Unavoidable delays and mishaps do occur on occasions but these should be the exception rather than the rule. If there is a high incidence of urgent ordering or the shop floor seems to be in a frequent state of turmoil, looking for components or consumables, then it is almost certain that there are some serious issues that need to be addressed.

Urgent ordering is a classic symptom of a purchasing system under stress. Provided that an inventory is being properly managed there should be very few urgent orders placed. Inventory management requires good interfaces with the estimating process so that the requirements for a specific job are known before a quotation becomes a firm order. Once the manufacturing order is confirmed timely component and consumable ordering should follow in an measured manner.
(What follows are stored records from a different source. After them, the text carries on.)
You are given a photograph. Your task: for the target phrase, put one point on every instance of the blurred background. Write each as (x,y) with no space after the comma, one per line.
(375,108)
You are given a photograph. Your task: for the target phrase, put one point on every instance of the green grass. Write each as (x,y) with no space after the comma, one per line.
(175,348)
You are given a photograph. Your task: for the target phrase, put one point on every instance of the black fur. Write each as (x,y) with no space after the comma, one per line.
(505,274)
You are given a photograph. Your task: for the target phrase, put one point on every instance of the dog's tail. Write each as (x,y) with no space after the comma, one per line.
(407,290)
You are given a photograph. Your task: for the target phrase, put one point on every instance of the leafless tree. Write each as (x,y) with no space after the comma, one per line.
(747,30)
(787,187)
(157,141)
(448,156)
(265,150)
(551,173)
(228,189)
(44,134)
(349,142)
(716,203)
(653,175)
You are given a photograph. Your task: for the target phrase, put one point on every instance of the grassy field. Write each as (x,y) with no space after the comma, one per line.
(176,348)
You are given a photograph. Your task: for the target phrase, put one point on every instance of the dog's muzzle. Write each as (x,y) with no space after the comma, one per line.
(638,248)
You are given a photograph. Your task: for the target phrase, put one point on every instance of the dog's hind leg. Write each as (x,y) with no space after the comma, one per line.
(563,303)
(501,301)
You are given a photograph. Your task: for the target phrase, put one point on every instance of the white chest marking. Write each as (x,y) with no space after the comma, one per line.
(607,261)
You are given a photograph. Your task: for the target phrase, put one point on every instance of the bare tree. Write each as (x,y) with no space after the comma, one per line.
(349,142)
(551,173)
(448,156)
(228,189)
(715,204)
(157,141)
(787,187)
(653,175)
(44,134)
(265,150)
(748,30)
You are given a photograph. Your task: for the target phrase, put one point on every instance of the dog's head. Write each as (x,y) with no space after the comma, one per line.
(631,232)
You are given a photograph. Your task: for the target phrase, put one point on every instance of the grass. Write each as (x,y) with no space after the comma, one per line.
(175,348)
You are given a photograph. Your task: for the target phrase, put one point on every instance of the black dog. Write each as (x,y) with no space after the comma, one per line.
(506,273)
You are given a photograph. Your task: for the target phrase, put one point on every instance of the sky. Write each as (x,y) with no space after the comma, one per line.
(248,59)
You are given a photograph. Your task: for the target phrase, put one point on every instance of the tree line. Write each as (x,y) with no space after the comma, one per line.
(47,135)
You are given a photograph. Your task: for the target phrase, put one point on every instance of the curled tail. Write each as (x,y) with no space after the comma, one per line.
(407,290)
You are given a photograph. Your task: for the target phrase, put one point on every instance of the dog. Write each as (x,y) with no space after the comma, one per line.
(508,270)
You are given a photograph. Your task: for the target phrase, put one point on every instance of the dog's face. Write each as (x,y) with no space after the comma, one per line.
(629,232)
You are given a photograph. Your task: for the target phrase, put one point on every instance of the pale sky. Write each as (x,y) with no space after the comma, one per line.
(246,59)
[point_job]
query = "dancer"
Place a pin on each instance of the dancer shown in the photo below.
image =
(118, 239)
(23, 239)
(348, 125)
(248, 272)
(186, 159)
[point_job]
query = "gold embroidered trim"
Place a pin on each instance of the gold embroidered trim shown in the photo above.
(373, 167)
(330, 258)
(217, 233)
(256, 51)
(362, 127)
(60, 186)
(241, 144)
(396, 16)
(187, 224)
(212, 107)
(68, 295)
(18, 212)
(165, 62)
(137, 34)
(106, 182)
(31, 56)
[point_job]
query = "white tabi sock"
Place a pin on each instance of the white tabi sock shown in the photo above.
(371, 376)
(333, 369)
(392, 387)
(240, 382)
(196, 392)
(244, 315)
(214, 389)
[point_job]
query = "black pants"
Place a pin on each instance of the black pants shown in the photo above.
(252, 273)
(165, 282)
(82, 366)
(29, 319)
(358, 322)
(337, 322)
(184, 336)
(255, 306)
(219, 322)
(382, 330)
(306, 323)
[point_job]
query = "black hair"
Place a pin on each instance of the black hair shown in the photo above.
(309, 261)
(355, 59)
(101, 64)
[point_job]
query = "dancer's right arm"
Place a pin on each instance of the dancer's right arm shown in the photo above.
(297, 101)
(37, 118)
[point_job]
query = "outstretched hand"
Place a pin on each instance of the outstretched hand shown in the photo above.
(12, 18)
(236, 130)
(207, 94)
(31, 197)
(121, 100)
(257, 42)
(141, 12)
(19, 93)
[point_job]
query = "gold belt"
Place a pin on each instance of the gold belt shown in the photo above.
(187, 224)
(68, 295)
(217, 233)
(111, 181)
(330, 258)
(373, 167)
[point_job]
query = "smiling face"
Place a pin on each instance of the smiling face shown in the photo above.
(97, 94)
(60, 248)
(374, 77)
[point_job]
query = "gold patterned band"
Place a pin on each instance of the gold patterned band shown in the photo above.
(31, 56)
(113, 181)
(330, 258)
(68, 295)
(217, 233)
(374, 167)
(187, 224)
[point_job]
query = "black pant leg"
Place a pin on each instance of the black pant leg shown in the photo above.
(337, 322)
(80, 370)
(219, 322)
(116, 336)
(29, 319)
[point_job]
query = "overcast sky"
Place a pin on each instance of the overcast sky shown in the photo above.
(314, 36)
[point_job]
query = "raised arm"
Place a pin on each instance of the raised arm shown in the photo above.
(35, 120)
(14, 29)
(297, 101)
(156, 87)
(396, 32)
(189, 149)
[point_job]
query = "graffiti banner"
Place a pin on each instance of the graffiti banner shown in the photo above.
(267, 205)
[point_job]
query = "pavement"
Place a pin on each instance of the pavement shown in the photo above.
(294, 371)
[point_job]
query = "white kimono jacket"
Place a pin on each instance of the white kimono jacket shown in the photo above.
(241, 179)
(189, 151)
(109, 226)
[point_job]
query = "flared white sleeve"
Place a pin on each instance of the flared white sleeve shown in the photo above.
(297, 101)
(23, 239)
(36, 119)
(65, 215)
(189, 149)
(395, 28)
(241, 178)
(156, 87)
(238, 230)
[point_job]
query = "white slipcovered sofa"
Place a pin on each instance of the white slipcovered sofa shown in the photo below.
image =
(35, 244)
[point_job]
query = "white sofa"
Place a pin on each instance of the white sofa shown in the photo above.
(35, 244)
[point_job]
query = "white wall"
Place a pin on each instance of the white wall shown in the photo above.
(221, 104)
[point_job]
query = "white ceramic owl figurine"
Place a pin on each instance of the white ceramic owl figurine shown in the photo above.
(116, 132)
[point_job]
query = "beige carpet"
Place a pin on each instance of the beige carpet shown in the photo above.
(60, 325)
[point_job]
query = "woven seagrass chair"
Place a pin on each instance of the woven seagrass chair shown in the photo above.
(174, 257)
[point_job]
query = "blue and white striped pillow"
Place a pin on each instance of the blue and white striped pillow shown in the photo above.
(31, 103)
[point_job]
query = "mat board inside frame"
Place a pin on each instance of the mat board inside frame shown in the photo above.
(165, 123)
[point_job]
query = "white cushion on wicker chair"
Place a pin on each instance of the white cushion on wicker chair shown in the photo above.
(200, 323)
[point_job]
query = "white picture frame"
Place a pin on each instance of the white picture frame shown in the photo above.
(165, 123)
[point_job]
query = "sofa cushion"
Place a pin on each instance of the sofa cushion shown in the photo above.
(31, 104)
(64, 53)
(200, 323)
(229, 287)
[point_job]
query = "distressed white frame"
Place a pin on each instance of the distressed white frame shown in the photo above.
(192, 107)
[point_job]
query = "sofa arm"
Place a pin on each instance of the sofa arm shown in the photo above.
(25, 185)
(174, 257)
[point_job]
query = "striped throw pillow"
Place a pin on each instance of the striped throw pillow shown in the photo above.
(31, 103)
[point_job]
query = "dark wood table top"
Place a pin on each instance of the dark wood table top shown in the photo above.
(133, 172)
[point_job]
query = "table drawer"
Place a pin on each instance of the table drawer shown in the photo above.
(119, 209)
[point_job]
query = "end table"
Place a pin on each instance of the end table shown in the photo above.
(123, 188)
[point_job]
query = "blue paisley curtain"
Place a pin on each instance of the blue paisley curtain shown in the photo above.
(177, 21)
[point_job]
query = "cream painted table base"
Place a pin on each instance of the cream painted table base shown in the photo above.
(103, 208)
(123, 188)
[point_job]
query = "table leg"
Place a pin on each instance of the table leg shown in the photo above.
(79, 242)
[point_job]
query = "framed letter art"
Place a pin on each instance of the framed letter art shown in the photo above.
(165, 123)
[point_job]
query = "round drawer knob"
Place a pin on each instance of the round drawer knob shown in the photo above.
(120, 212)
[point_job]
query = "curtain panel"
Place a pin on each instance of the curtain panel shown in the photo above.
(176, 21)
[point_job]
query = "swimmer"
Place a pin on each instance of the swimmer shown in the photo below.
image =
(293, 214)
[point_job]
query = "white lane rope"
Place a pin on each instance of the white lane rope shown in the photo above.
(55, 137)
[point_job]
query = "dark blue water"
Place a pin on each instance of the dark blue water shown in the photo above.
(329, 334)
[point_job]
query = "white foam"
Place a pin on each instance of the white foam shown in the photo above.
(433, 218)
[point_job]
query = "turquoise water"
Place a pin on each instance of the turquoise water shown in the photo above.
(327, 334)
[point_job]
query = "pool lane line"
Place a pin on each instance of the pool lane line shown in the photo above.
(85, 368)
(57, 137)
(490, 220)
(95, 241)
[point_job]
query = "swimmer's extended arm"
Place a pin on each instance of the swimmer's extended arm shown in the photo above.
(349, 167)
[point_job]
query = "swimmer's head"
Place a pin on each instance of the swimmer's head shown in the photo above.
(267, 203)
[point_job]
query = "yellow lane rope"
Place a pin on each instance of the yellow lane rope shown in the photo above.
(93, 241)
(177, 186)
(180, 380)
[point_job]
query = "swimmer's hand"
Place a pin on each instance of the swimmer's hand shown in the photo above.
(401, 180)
Proper inventory management must also include

maintaining appropriate levels of stock and components based on well developed max / min figures

the timely placing of orders to avoid stock outs

appropriate receipting of items so that their delivery is recorded

a well defined storage location numbering system

and a stock reservation capability that quarantines stock items for specific jobs

In times past many of these requirements were difficult to manage and track, particularly for small to medium manufacturing companies.  With the limited manpower available in a smaller organisation manual systems were prone to error and their timeliness was often suspect as staff tried to keep up with the paper trail and work flows. However today with the ubiquitous and cost effective desktop computer smaller organisations can now compete on an equal footing with large and complex organisations provided they select suitable software.